# [NAS] Dateisystem auf USB-Stick -> I/O Error durch Abnutzung

## Finswimmer

Hallo,

ich habe ein NAS. Um die Festplatte so oft wie möglich im Ruhezustand zu haben, ist das Dateisystem auf einem USB-Stick.

Nun hat das Ding ein I/O Error. Schon zum zweiten Mal. Beim ersten Mal habe ich den Stick überprüft und wieder genutzt.

Ich gehe davon aus, dass da zu oft gelesen/geschrieben wird, obwohl da an sich keine großen Daten geschrieben werden. Da ändern sich max. 10 kleine Dateien pro Tag.

Was habe ich für Optionen, um zu verhindern, dass mir alle 2 Wochen das Dateisystem von dem Stick kaputt geht?

- alles in RAM legen? Die Kiste hat nur 512MB. Also eher eine schlechte Lösung.

- anderes Dateisystem?

- anderes Speichermedium? Sind SD-Karten besser geeignet?

- neuen USB-Stick nehmen und hoffen, dass das Ding besser funktioniert?

Wie macht ihr das?

Viele Dank & Grüße

Tobi

----------

## bell

Das System würde ich auf der Festplatte installieren wo es hin gehört, denn diese ist auf jeden Fall viel robuster als SD uder Stick. Die Problematik kenne ich. Du musst "nur" die Schreib-Zugriffe minimieren. Die Lese-Zugriffe werden ja automatisch im RAM gecached.

Suche mal nach Informationen "Strom sparen linux"-Tipps und "SSD linux" (früher ähnliche Probleme wie USB-Stick). Da wirst Du viele Tipps haben, angefangen bei tmpfs über noatime bis zu dirty writes. Wenn Du damit durch bist, wird jeder Zugriff auf die Festplatte einen triftigen Grund haben.

----------

## l3u

Die Frage ist, ob es wirklich an der Abnutzung des USB-Sticks liegt. Ich habe vor einiger Zeit eine NSLU2 als HTTP-, SVN- und FTP-Server betrieben.
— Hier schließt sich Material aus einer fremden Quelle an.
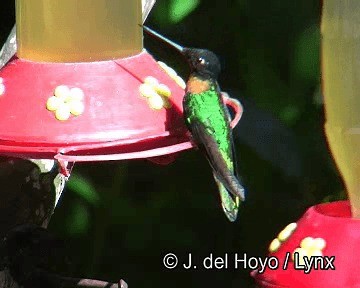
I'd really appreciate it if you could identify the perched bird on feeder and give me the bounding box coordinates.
[142,26,245,222]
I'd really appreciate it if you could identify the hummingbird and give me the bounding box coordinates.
[142,25,245,222]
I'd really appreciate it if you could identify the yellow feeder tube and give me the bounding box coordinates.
[321,0,360,218]
[16,0,143,62]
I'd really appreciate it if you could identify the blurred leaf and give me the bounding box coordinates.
[293,25,320,82]
[67,173,100,206]
[169,0,200,23]
[66,201,90,235]
[280,105,300,125]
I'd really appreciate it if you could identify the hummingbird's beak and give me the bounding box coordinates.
[140,25,184,53]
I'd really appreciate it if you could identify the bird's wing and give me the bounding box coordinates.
[191,120,244,199]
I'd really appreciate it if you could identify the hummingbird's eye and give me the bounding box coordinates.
[198,57,206,65]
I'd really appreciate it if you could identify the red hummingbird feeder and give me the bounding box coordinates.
[0,0,242,171]
[252,0,360,288]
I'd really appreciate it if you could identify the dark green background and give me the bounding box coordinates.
[0,0,343,288]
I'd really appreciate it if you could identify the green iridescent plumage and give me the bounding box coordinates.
[143,26,245,221]
[183,80,242,221]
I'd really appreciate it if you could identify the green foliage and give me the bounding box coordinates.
[64,200,91,236]
[169,0,200,24]
[292,25,320,83]
[67,172,100,206]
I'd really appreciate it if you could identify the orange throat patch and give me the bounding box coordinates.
[186,77,210,94]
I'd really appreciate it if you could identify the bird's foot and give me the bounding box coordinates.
[221,92,244,129]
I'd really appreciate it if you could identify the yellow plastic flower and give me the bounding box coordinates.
[46,85,85,121]
[269,222,297,253]
[158,61,186,89]
[139,76,171,110]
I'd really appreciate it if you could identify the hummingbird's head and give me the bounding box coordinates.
[182,48,221,79]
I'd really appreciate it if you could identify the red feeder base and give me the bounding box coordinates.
[252,201,360,288]
[0,51,193,161]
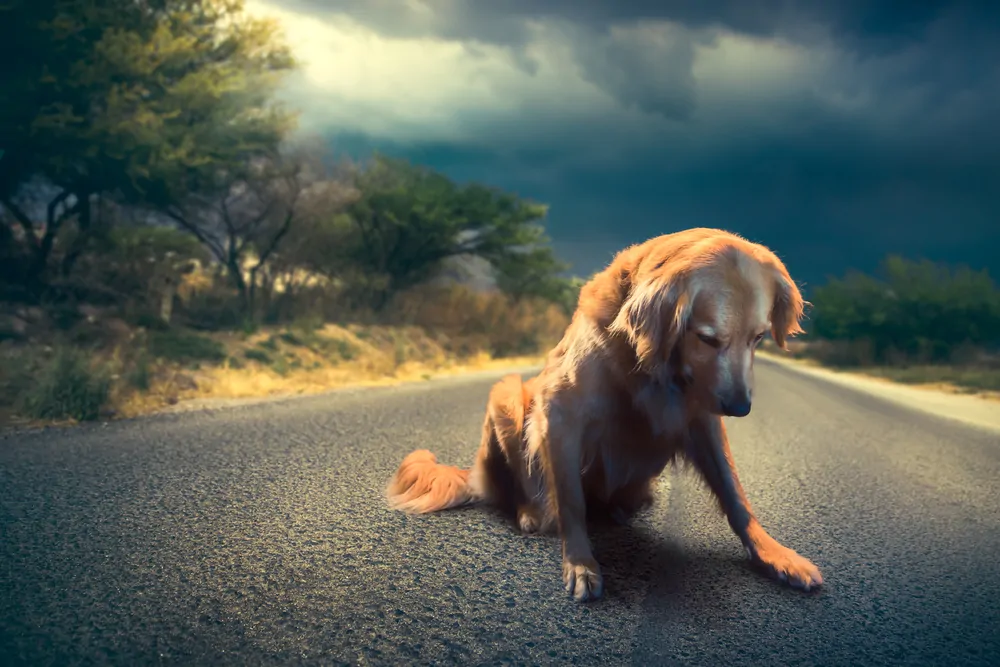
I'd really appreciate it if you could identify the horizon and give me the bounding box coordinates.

Das ganze (Gentoo-)System war (notwendigerweise) auf einem USB-Stick installiert. Das Ding ist bestimmt drei Jahre 24/7 gelaufen und es gab überhaupt keine Probleme.

----------

## slick

Also in Zeiten wo dir (wenn auch vlt. minderwertige, aber dennoch überwiegend ausreichende) USB Sticks für kleines Geld schon beim Gemüsehändler nachgeworfen werden, würde ich mir da keine großen Gedanken machen. Erstmal neuen Stick beschaffen und testen.

----------

## Finswimmer

Naja. Mit Datenbank ist das schon so 4,5GB. Mit ein bisschen /tmp Reserve brauche ich ein 8GB Stick.

@slick: Aber du hast schon recht, dass es nicht allzu teuer ist...

@l3u: Was könnte denn sonst das Problem sein? Die Festplatten, auch mit ext4, machen zeitgleich keine Probleme.

@Bell: Das habe ich ganz am Anfang versucht und doch sind alle 10s die Festplatten wegen irgendwas angegangen.

Auch wenn es nur um irgendeine Logdatei von systemd war *graus*...

----------

## l3u

Vielleicht hast du ja echt Pech gehabt und einen „schlechten“ USB-Stick erwischt. Ich würd’s einfach mal mit einem anderen probieren.

----------

## ChrisJumper

Also ich vermute das die USB Sticks eigentlich ein ähnliches Dateisystem verwenden wie die SSD. Doch halte ich theoretisch die Firmware der SSD für so optimiert das sie defekte Blöcke austauscht oder umkopiert und somit die Nutzlast nach Anfragen gleichmäßig verteilt. So das ein Verschleiß gleichmäßig ist... ODER sich die Kapazität mit und mit reduziert aber eben nicht die Funktionalität.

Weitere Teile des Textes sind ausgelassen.